Urban Water Demand in California to 2100: Incorporating Climate Change
Matthew Heberger, Juliet Christian-Smith, Lucy Allen | August 28th, 2012
Climate change will have significant impacts in California not just on water supply, but also on water demand. A new, free tool from the Pacific Institute* helps water managers to forecast urban water demand with four global climate change models and compare different possible futures to the year 2100 by altering greenhouse gas emissions, population projections, conservation and efficiency measures, and more. The research shows climate change will cause increased water use in California’s cities and suburbs, even as water supply is expected to diminish.
Urban water use – residential plus commercial, industrial, and institutional uses – accounts for over 20% of the water use in California, and up to half of urban water use is outdoors. The new report Urban Water Demand in California to 2100: Incorporating Climate Change describes how warming due to climate change is causing increases in water demand for landscapes, and will continue to drive up future water demand, particularly as more Californians settle in warmer, drier inland areas.
The Pacific Institute ran a number of scenarios through 2100. The analysis finds that climate change alone could increase urban water demand in 2100 by 8% percent, or around 1 million acre-feet, under a medium-high greenhouse gas emissions scenario. That is the amount of water needed to satisfy the current household needs of 6.7 million Californians.
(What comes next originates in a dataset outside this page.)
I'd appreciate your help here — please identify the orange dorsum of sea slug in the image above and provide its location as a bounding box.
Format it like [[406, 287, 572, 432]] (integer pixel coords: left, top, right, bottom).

“A million acre-feet of water is significant, and, of course, climate is not the only driver affecting demand. But factoring levels of climate change into the mix is critical,” said Dr. Juliet Christian-Smith of the Pacific Institute Water Program. “Future water use in California depends on a range of factors – technological, political, and economic – many of which are uncertain, but water utilities still need to plan. We created a flexible modeling tool that allows users to run their own scenarios, comparing how a range of factors in a range of climate change scenarios is likely to affect future patterns of water use in their specific areas.”